Small Business Tax Deduction Secrets: 5 Key Tips for 2021


Taxes can be a significant expense for small businesses. But there are ways to ease the pain, mainly in the form of tax deductions.

You might know the more common tax deductions, such as vehicle expenses, employee wages, and utilities. Still, many small business owners end up paying more tax than they need to by not knowing some of the less common deductions.

Understanding what expenses you can offset against the taxes your small business owes can make a huge difference. If you’re concerned about your small business tax bill, here are five key tax deductions that you might not have considered.

In addition to helping with your 2021 taxes, keep these deductions in the back of your mind throughout 2022. Tax-planning throughout the year is an invaluable way of saving money come tax time.

5 key small business tax deductions

1. Marketing, Advertising, and Promotions

When looking at your marketing costs, consider everything you’ve spent on promoting your small business, from online ads to putting on community events. Marketing and advertising costs have to be ‘ordinary’ (common in your industry) and ‘necessary’ (helpful in gaining or keeping customers) to be allowed as tax deductions.

2. Moving Expenses

If your business moves, whether to a new premises or a completely different state, you can deduct any costs relating to the move. It’s important to note that this relates only to businesses and business moving expenses for tax years from 2018 to 2025. The only individual taxpayers who are entitled to moving expenses tax deductions are military personnel.

3. Per Diem Expenses

As a result of lockdowns and pandemic-related changes to the tax code, many are asking “are per diems tax deductible in 2021?” Thanks to the Consolidated Appropriations Act update to the CARES Act, the meal portion of a per diem allowance (food or beverages bought from a restaurant) is now 100% tax deductible in tax years 2021 and 2022. Previously it was limited to 50%.

4. Professional Training and Development

Whether it’s for you or your employees, any education, training, or any type of professional development is deductible—as long as it relates to furthering or improving the business, of course. For your small business, it pays to learn–in more ways than one.  

5. Client Gifts

If you thank your clients, customers, or contractors with a physical gift, the cost is tax deductible, with a limit of $25 per person, per year. That’s not to say you can’t spend more than that on a gift, but only $25 of it is deductible.

Did you Defer Tax Payments in 2020?

The change to per diem expenses wasn’t the only update to the Consolidated Appropriations Act that might be relevant to you.Employers and self-employed individuals could defer paying half of eligible deferred amounts until December 31, 2021 without penalty, and now the remainder of business have until December 31 2022. 

If you did defer your small business taxes and/or payroll taxes, be sure to include the payments in your company budget this year.

Even if you don’t have a regular accountant, hiring accounting support around tax time can save you time and money, because they’re the experts. A tax professional such as a CPA will advise you of the best combination of tax deductions and other strategies for your small business, meaning tax season comes with less stress.
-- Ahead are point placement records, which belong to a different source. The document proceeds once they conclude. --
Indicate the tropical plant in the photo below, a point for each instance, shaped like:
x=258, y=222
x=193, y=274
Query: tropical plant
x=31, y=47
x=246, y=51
Business Credit cards and Tax Deductions

While business credit card debt in itself is not tax deductible, the business-related expenses are deductible. A business credit card that helps you easily track expenses can make your business tax filing process much faster.

Furthermore, business credit card fees are permitted business expenses, and therefore tax deductible. This includes annual fees and balance transfer fees. Since this only relates to business, not personal, cards, having a dedicated business credit card is crucial.

Find out more about the Capital on Tap Business Credit Card and how it can help you track expenses throughout the year, and make tax time a breeze.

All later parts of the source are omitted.